Marx ayrıca değişmez sermayenin değişir sermayeye oranına sermayenin organik
bileşimi (organic composition of capital) adını vermiştir. Bu oran makine / insan oranı
olarak da okunabilir. Oran büyüdükçe makine yoğun bir üretimden, düştükçe emek yoğun bir üretimden bahsedilmektedir.
Ancak bu oranın çok fazla artması kâr oranının düşmesine ve krize neden olmaktadır. Zira yukarıdaki kâr oranı formülüne göre, üretim araçlarının [değişmez sermayenin, “c” değerinin] artması durumunda kâr oranı düşecektir. Kâr oranının düşmesi ise kriz meydana getirmektedir.
Tam bu noktada “c” değerinin (değişmez sermayenin) sürekli artma eğiliminde olduğu belirtilmelidir. Zira üretim araçlarının kendisi olan değişmez sermaye de (hammadde ve ara mallar, diğer makine ve teçhizatlar) yine bir başka kapitalist tarafından
üretilmektedir. Kapitalist, değişmez sermayenin fiyatıyla (maliyetiyle) oynayamamaktadır. Bu sebeple kapitalist için bu sermaye biçimi “değişmez” bir sermayedir. Haliyle kâr etmek isteyen sistemin tüm üretici sermayedarları, aynı zamanda “c” değerini sürekli yukarı çekmeye uğraştıklarından kapitalist sistemde kâr
oranları düşme eğilimi taşımaktadır.
Yükselen üretim maliyetlerini düşüremeyen kapitalist sermaye, bu sebeple çözümü, değerini maniple edebildiği tek unsur olan değişir sermayeyi, yani emeği sömürmekte bulmuştur. Öte yandan emeğin değerini belirli bir düzeyin altına düşürmek de sistemi yine krize sürüklemektedir. Zira değişken sermayenin küçülmesi, sermayenin maniple edeceği unsurların da küçülmesi anlamına gelmektedir.
c – v – s değerleri üçlüsünde, değeri zaman cinsinden ele aldığımızda da sonuç yine değişmemektedir. Sermaye kâr oranını [s/(c+v)] arttırmak için “c” ve “v” zamanının düşmesini isteyecektir. Gerekli emek‐zamanın düşürülmesi, sermayeye kâr oranını arttırma olanağı tanırken; üretim araçlarının sağladığı üretim zamanının düşürülmesi de kâr oranının artmasında geçici bir çözüm olarak karşımıza çıkmaktadır. Hatta bu süreç krizi tetikleyebilmektedir. Sermayenin “c” zamanını düşürebilmesi için daha kısa sürede üretim yapma olanağı sağlayan, teknolojisi daha gelişmiş olan üretim araçlarını arttırması gerekmektedir. Öte yandan yeni üretim araçları, maliyetin de artması anlamını taşımaktadır. Yine bu yolla sermaye organik bileşim oranını da arttırmış olmaktadır. Bu da ilerleyen dönemlerde krize neden olabilecek bir durumdur. Ayrıca üretim süresinin kısalması, birim zamanda daha fazla üretime sebep olmakta; kısa zamanda çok miktarda üretim ise, uzun vadede üretim fazlası kriziyle karşılaşma anlamı taşımaktadır. Bu durumda ürettiğini satamayan sermaye yeniden krize girmektedir.
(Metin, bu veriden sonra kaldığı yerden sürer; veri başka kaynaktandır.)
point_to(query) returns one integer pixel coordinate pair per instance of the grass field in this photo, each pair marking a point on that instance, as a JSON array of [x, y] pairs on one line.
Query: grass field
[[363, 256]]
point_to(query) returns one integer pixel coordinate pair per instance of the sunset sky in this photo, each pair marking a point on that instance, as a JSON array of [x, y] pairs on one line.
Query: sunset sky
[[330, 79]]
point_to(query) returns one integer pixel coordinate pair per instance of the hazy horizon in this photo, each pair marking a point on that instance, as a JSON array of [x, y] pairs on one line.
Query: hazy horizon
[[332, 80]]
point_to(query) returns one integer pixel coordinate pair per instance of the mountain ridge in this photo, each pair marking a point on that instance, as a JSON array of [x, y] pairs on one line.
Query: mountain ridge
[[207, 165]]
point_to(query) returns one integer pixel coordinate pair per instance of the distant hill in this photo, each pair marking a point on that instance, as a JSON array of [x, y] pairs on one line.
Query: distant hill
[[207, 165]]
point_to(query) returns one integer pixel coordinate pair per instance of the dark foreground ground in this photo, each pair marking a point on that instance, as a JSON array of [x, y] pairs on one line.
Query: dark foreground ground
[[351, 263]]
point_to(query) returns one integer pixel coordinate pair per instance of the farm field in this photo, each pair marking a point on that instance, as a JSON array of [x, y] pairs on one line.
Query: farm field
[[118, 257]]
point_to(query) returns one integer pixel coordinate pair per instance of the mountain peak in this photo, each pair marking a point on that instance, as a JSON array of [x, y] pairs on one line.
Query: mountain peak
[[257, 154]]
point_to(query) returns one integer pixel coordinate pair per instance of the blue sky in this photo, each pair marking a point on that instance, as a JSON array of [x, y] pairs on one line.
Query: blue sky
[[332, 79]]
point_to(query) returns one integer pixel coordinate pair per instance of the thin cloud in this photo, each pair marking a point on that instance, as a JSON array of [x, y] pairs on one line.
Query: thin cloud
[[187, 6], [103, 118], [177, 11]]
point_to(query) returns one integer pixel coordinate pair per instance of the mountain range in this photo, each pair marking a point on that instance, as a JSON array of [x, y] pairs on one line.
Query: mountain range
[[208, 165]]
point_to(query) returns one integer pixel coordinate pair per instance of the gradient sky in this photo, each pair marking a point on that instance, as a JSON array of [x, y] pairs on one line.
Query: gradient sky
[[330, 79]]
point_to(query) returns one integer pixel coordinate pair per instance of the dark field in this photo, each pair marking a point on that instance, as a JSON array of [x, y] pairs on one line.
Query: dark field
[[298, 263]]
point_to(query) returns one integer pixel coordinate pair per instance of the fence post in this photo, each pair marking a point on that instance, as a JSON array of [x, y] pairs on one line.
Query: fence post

Sermaye birikim krizlerinin aşılması konusu, kapitalist sistemin en önemli problemlerinden birisi olmuştur. Krizin insan yaşamına – toplumlara, dolayısıyla kentlere nasıl doğrudan yansıdığı, tezin ilerleyen bölümlerinde sık sık ele alınacaktır. Krizin aşılmasında sermayenin – burjuvazinin, dolayısıyla devletlerin ciddi müdahaleleri söz konusu olmaktadır. Bu müdahaleler kapitalist sistemin ve kentlerin tarihini belirlemiştir. Bu ilişkinin ortaya konulabilmesi için, krize çözüm aramada, sermayenin, öncelikle “üretim süreci aşamasında” ne tür ataklarda bulunduğu ortaya konulmalıdır.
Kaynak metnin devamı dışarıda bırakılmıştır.